Eine Lösung A, B oder C sehe ich für solcherlei Texte nicht, Val Sidal. (...) Ich wünschte, mir würde mal jemand erklären, wie auf ihn die Farbe wirkt, die ich grün nennen würde und bin insofern immer fröhlich, wenn mir jemand verrät, wie ein Text (egal ob nun aus meiner oder aus fremder Feder) ihn erreicht.
Der Autor sieht ein farbliches Fragment und sagt: es ist grün. Bewusst oder unbewusst tut er das aber vor einem andersfarbigen Hintergrund, auch er kann nur Differenzen, Kontraste erkennen und beobachten. Dieser Hintergrund, vor dem das Grün-Erlebnis entsteht, muss beim Lesen entstehen.
Deine A-Lösung ist "Grün". Meine Lösung war C(Beziehungskiste)="Rot/Schwarz" oder I(rgendwas)="Grau".

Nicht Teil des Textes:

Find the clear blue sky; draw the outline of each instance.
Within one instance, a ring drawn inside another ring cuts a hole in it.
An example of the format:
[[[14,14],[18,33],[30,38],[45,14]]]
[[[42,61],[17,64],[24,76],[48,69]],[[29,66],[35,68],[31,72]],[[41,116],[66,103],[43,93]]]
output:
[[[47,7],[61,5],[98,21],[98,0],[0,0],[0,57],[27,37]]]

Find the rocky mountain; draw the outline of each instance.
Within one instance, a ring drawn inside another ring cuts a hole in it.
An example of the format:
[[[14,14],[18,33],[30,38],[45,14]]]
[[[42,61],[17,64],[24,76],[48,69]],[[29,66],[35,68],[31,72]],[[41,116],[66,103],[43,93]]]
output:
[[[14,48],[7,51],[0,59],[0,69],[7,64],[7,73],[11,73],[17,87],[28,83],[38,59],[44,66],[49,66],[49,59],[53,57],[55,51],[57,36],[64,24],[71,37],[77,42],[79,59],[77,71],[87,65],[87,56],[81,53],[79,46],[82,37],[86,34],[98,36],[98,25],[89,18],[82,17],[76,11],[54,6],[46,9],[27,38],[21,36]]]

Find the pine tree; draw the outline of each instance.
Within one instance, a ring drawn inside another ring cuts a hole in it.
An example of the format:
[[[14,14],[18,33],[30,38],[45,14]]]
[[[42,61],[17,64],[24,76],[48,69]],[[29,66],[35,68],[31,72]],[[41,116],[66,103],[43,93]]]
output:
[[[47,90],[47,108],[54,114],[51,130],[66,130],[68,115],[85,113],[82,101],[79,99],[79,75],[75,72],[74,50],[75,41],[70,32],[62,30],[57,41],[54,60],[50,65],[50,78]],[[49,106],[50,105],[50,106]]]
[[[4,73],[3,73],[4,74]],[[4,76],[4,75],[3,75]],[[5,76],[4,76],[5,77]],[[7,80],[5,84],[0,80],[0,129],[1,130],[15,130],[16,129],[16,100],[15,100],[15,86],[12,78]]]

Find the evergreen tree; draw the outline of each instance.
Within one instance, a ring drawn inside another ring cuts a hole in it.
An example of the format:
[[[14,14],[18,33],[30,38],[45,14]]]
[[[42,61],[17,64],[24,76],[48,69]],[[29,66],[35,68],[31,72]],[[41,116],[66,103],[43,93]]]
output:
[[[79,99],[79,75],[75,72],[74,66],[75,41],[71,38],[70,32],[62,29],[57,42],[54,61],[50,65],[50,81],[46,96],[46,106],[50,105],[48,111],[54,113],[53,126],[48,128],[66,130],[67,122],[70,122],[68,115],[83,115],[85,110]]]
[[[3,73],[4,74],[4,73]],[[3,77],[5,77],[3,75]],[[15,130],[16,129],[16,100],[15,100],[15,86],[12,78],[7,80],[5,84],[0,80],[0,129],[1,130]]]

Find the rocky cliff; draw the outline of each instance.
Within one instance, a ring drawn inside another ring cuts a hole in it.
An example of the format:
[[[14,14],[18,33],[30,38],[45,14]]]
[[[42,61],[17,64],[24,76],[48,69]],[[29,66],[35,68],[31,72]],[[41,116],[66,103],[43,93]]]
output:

Ich bin sicher, mit wenigen Handgriffen könntest du dafür sorgen, dass der erwähnte Hintergrund (die Form) ensteht (ohne damit das Format verlassen zu müssen). Dann würde die Leistung der Farbauswertung dem Leser als erfolgsversprechend erscheinen. Dies umso mehr, als dein Text einen mehrdimensionales Fragment aufspannt: "Mann/Frau", "jung/alt", "real/fantasiert".

In diesem Raum markieren deine Pinselstriche bunte Ausschnitte auf einer textlich präsentierten Skulptur. Wenn sie nicht als zufällige, seifenblasenartige Gebilde wahrgenommen werden sollen, dann ist es schon wichtig, wo sie beginnen, welche Trajektorien sie nehmen und wo sie enden.

Die Kunst ist doch, dass der Text selbst(ohne den Autor) den Leser zwingt, die Farben(A,B,C - welche auch immer) vor dem Hintergrund des Bildes wahrzunehmen -- vor dem Hintergrund seiner Realität. Eine Ausstellung, in der Mann/Frau, Jung/Alt, Arm/Reich nicht unterscheiden kann, wo die Tapete aufhört und das Bild beginnt(und aufhört) würde nicht lange besucht werden.